Postdoctoral researcher Ashley Bennett (left) and Associate Professor Rory Henderson of the Duke Human Vaccine Institute with 3D printed models of HIV surface proteins.
Postdoctoral researcher Ashley Bennett (left) and Associate Professor Rory Henderson of the Duke Human Vaccine Institute with 3D printed models of HIV surface proteins. [Duke University]
The moving structure the team found protects the sensitive co-receptor binding site on the virus.” In two distinct Env variants, we detected a transition that correlated with known Env structure rearrangements with a time constant in the hundreds of microseconds range,” the authors wrote. Henderson added, “It’s also a latch to keep it from springing until it’s ready to spring.” Feasibly, keeping it latched with a specific antibody would stop the process of infection.

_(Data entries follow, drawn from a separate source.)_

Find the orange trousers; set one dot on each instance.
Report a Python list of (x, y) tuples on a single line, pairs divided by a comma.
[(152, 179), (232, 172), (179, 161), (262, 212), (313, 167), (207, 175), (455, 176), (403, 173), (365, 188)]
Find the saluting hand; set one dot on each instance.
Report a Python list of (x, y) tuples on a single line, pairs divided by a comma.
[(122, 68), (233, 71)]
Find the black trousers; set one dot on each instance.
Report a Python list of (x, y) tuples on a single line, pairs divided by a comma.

To see the viral parts in various states of open, closed and in-between, Bennett and Henderson used an electron accelerator at the Argonne National Laboratory outside Chicago that produces X-rays in wavelengths that can resolve something as small as a single atom. The team was awarded three 120-hour blocks of time with the synchrotron to try to get as much data as they could in marathon sessions. “Basically, you just go until you can’t anymore,” Bennett said.

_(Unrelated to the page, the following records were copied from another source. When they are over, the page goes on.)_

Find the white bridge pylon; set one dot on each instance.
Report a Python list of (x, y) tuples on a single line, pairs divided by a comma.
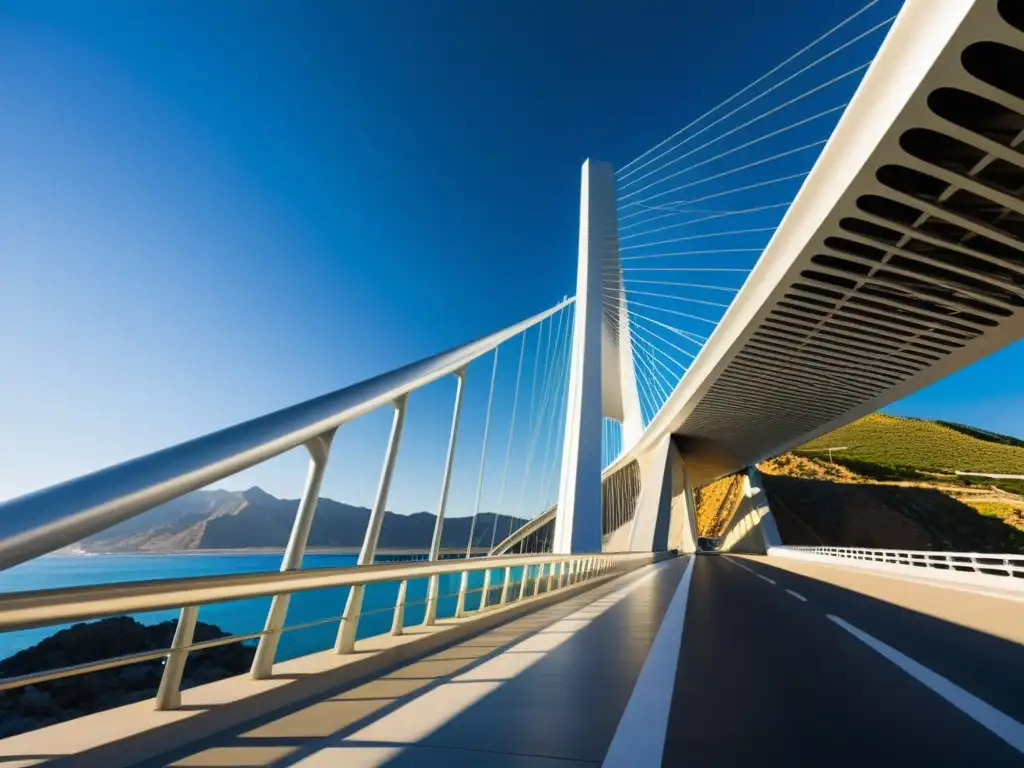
[(603, 384)]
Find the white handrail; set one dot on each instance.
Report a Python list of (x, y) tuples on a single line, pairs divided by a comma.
[(48, 519), (43, 607)]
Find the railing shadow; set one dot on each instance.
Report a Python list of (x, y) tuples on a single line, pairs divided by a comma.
[(284, 734)]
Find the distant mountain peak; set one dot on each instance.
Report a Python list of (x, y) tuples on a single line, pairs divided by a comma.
[(256, 495)]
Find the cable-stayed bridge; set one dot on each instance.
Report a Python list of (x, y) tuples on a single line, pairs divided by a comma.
[(842, 231)]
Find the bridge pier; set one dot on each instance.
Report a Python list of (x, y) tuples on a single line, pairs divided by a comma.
[(665, 517), (753, 528)]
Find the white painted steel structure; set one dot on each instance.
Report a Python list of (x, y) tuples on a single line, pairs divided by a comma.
[(978, 568), (900, 260)]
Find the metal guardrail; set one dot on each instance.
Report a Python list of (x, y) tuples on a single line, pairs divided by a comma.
[(52, 518), (48, 519), (539, 574), (1011, 566)]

Earlier research elsewhere had argued that antibodies were being designed for the wrong shapes on the virus and this work shows that was probably correct. “The question has been ‘why, when we immunize, are we getting antibodies to places that are supposed to be blocked?’” Henderson said. Part of the answer should lie in this particular structure and its shape-shifting. “It’s the interplay between the antibody binding and what this shape is that’s really critical about the work that we did,” Henderson said. “And that led us to design an immunogen the day we got back from the first experiment. We think we know how this works.”

The authors further concluded, “In summary, these results show that transient intermediate states observable only on a microsecond scale play an essential role in controlling HIV-1 Env conformation. Blocking these early transitions is likely an important consideration in vaccine development efforts to ensure that maturing antibodies remain on track to develop neutralization breadth.”